Brossett, of Wexford in Ireland, managed to pull himself from the wreckage and then pull his girlfriend from the car.
Depute fiscal Tessa Bradley described how witnesses said that Brossett was "hysterical" at the accident scene and was heard to say: "I have killed a man. I am sorry, I am sorry."
End Quote Peter Gray QC
It is a tragic moment of confusion by a young man driving in the UK and who was unaccustomed to driving on the left hand side of the road”
She explained that Brossett had arrived in the UK for the first time the previous day and was heading to Edinburgh via the Borders.
Mr McLean was heading home from Peebles Farmers Market when he was faced by Brossett's car coming straight towards him on a sweeping bend.

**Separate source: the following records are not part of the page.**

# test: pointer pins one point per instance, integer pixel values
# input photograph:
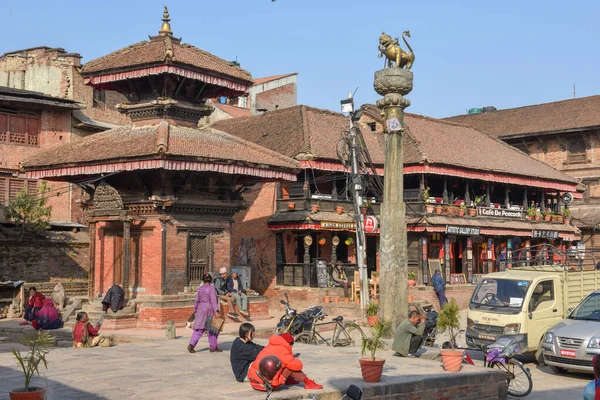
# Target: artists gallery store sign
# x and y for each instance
(499, 212)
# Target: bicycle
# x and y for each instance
(500, 355)
(344, 333)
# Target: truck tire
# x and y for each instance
(539, 355)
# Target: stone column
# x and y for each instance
(393, 84)
(126, 255)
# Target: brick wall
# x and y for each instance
(281, 97)
(45, 260)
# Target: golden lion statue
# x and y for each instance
(394, 53)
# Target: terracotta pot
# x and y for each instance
(452, 359)
(35, 393)
(371, 370)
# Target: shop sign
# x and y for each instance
(499, 212)
(462, 230)
(337, 225)
(371, 224)
(544, 234)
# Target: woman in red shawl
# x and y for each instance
(34, 304)
(47, 317)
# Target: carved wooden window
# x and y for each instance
(19, 129)
(576, 153)
(9, 187)
(99, 99)
(198, 256)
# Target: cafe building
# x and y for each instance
(471, 199)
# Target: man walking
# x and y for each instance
(440, 287)
(409, 335)
(220, 284)
(236, 289)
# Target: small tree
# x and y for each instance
(30, 211)
(448, 320)
(39, 346)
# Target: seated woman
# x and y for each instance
(84, 334)
(34, 304)
(47, 317)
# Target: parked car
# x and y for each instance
(572, 343)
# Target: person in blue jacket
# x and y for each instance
(440, 287)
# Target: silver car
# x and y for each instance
(572, 343)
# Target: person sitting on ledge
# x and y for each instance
(244, 352)
(290, 373)
(84, 334)
(34, 304)
(409, 335)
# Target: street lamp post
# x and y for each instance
(357, 190)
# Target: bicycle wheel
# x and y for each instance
(518, 379)
(306, 338)
(348, 335)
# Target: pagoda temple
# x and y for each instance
(161, 193)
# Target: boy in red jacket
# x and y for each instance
(290, 373)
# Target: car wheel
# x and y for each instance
(539, 355)
(558, 370)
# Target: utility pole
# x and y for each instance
(357, 191)
(393, 83)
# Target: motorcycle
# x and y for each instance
(295, 322)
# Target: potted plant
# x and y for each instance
(372, 309)
(327, 297)
(412, 278)
(372, 367)
(39, 346)
(448, 322)
(566, 215)
(547, 215)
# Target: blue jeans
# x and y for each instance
(442, 297)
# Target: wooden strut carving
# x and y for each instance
(107, 198)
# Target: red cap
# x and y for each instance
(288, 338)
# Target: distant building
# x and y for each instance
(563, 134)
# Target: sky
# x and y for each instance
(468, 53)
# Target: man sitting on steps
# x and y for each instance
(220, 284)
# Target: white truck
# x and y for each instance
(524, 302)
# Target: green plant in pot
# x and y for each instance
(30, 362)
(412, 278)
(449, 322)
(372, 342)
(372, 310)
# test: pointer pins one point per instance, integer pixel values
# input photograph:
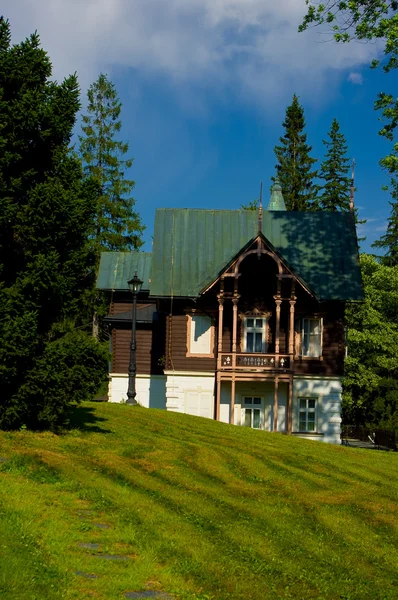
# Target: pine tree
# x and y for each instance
(46, 265)
(117, 225)
(294, 161)
(389, 241)
(335, 193)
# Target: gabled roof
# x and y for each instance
(116, 268)
(192, 247)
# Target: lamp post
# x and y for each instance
(135, 285)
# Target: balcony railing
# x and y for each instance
(255, 361)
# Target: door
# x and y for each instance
(252, 412)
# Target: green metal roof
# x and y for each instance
(116, 268)
(192, 247)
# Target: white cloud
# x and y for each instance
(355, 78)
(249, 48)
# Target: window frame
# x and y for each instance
(307, 411)
(320, 321)
(192, 354)
(252, 406)
(264, 331)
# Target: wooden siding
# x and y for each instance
(155, 347)
(150, 349)
(176, 348)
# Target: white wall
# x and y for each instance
(327, 392)
(151, 389)
(263, 389)
(191, 393)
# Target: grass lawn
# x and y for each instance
(194, 508)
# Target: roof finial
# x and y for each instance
(352, 186)
(260, 209)
(276, 201)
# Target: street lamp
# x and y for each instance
(135, 285)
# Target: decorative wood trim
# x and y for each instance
(234, 323)
(190, 354)
(218, 398)
(233, 392)
(278, 303)
(255, 313)
(290, 407)
(276, 389)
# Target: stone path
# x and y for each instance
(86, 575)
(148, 594)
(84, 515)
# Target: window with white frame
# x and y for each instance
(252, 412)
(307, 414)
(312, 337)
(200, 335)
(255, 329)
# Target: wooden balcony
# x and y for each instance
(254, 362)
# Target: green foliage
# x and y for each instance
(368, 20)
(253, 205)
(359, 20)
(334, 171)
(117, 226)
(69, 371)
(202, 509)
(46, 263)
(294, 161)
(371, 368)
(389, 241)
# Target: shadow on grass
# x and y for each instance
(85, 419)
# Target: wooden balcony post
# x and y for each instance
(233, 389)
(220, 323)
(291, 329)
(292, 303)
(234, 325)
(290, 407)
(218, 396)
(276, 389)
(278, 303)
(219, 350)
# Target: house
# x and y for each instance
(240, 317)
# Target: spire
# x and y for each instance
(260, 209)
(276, 202)
(352, 186)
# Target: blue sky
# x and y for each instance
(205, 85)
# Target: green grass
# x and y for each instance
(203, 510)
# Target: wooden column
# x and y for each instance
(292, 303)
(218, 396)
(220, 323)
(290, 407)
(232, 413)
(276, 388)
(219, 350)
(278, 303)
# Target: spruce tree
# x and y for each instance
(294, 161)
(334, 194)
(389, 241)
(117, 225)
(47, 361)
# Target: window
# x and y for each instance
(200, 334)
(307, 414)
(254, 334)
(312, 338)
(252, 412)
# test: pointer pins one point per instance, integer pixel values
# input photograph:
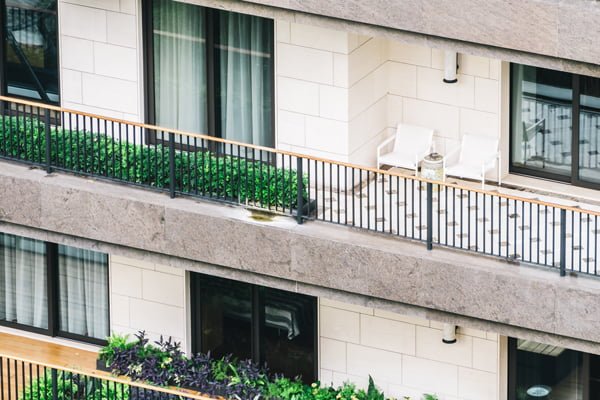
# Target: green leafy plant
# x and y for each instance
(115, 342)
(238, 176)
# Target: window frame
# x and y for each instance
(512, 371)
(256, 323)
(3, 43)
(149, 73)
(53, 302)
(573, 177)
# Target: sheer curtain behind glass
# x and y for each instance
(244, 89)
(83, 291)
(23, 288)
(179, 66)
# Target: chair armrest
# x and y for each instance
(448, 158)
(385, 143)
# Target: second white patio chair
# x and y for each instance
(476, 155)
(411, 144)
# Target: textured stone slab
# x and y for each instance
(565, 29)
(315, 254)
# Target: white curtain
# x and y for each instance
(83, 289)
(243, 52)
(23, 281)
(180, 66)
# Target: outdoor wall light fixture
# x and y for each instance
(450, 66)
(449, 334)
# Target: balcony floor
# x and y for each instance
(468, 220)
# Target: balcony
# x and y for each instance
(32, 369)
(509, 224)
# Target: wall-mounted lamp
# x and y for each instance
(449, 334)
(450, 66)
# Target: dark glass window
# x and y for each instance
(267, 325)
(30, 51)
(210, 71)
(541, 371)
(53, 289)
(555, 125)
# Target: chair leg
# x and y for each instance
(499, 170)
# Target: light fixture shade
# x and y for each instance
(449, 334)
(450, 66)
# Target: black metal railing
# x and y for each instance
(22, 379)
(518, 228)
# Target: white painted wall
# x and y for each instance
(340, 95)
(405, 355)
(100, 57)
(312, 86)
(148, 296)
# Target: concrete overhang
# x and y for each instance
(317, 258)
(556, 34)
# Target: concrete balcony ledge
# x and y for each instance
(562, 29)
(372, 269)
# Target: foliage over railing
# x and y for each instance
(164, 363)
(206, 172)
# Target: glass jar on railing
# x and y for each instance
(432, 167)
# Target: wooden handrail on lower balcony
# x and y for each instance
(364, 197)
(104, 376)
(298, 155)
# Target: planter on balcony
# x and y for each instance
(101, 365)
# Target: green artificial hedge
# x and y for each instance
(201, 172)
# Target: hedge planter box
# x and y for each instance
(101, 365)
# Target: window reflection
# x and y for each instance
(268, 325)
(547, 372)
(542, 119)
(589, 129)
(31, 49)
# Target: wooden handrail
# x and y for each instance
(189, 394)
(303, 156)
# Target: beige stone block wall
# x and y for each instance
(100, 57)
(405, 355)
(147, 296)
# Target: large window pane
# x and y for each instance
(542, 120)
(547, 372)
(31, 59)
(23, 281)
(243, 52)
(83, 292)
(226, 317)
(289, 333)
(589, 129)
(274, 327)
(212, 71)
(179, 45)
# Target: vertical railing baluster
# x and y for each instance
(563, 241)
(54, 379)
(429, 216)
(48, 142)
(172, 164)
(300, 189)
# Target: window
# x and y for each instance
(29, 51)
(267, 325)
(209, 71)
(555, 128)
(540, 371)
(53, 289)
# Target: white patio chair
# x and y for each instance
(411, 145)
(476, 155)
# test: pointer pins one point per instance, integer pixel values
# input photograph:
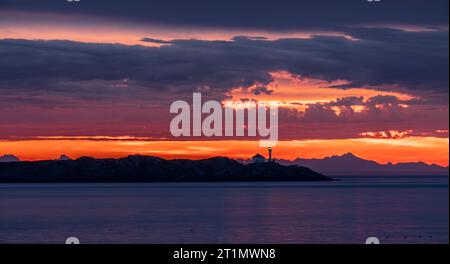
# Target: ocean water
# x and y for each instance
(394, 209)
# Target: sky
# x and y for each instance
(97, 78)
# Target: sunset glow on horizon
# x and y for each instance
(427, 149)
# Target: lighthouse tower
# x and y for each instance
(270, 155)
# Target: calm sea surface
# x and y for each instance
(394, 209)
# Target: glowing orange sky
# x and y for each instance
(426, 149)
(288, 90)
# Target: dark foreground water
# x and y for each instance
(395, 209)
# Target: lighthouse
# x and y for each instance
(270, 155)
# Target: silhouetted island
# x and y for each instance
(152, 169)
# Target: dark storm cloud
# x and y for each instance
(413, 60)
(258, 14)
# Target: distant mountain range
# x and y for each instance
(349, 164)
(152, 169)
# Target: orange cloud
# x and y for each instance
(426, 149)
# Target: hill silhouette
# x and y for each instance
(349, 164)
(152, 169)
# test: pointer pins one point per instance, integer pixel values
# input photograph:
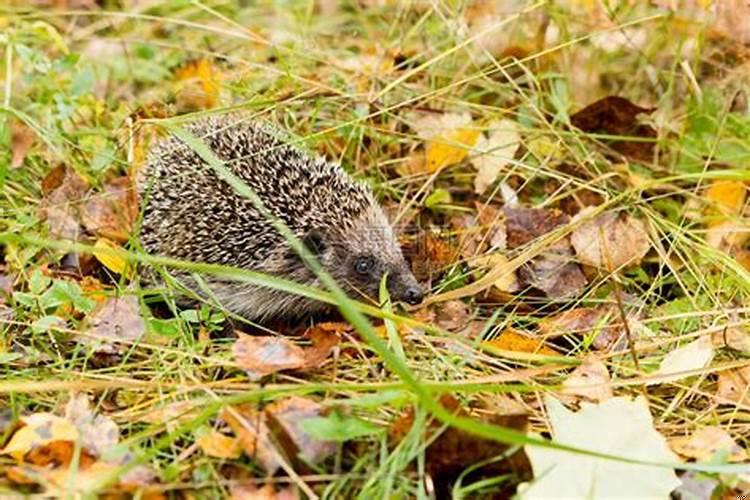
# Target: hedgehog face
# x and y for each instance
(359, 256)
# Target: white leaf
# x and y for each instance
(618, 426)
(495, 152)
(431, 125)
(690, 357)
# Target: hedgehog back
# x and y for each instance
(192, 214)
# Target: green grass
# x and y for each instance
(90, 82)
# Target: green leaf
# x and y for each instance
(38, 282)
(337, 427)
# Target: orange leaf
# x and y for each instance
(512, 340)
(450, 148)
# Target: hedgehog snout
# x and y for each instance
(406, 288)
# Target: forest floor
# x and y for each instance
(570, 184)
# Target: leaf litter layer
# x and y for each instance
(570, 182)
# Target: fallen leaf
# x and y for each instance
(251, 428)
(450, 148)
(690, 357)
(217, 445)
(430, 255)
(21, 140)
(554, 273)
(561, 474)
(285, 419)
(116, 321)
(105, 252)
(494, 153)
(250, 491)
(39, 429)
(727, 229)
(513, 340)
(99, 433)
(584, 321)
(198, 86)
(323, 337)
(726, 198)
(733, 386)
(617, 116)
(705, 442)
(453, 450)
(611, 241)
(524, 225)
(62, 189)
(113, 212)
(733, 19)
(734, 337)
(261, 356)
(590, 380)
(505, 283)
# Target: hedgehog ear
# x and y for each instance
(313, 240)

The court heard that both men had then swerved, resulting in a head-on crash.
Peter Gray QC, defending, said there were no aggravating factors in the build-up to the accident such as speeding or lack of rest.
He said: "It is a tragic moment of confusion by a young man driving in the UK and who was unaccustomed to driving on the left hand side of the road.
"He momentarily suffered a lapse of concentration and responded by acting instinctively moving to the right hand side of the road which for him is the right side of the road but tragically the wrong side of the road in Scotland."
He argued that for the offence of causing death by careless driving the circumstances leading to the accident meant it was a "case that falls at the bottom of the scale" when it came to sentencing.'Tragic consequences'
Brossett, who was accompanied to court by his parents from France, pled guilty to a charge of causing death by careless driving.
Sheriff Kevin Drummond described Mr McLean as a "happy, hard working young man devoted to his family and fiancée" and passed on the sincere sympathies of the court.
He added: "The court is also conscious that nothing can be said or done here today which can reverse those tragic consequences.
"There seems to be common ground here that it was caused by a moment's inattention resulting from the accused's inexperience of driving in the UK."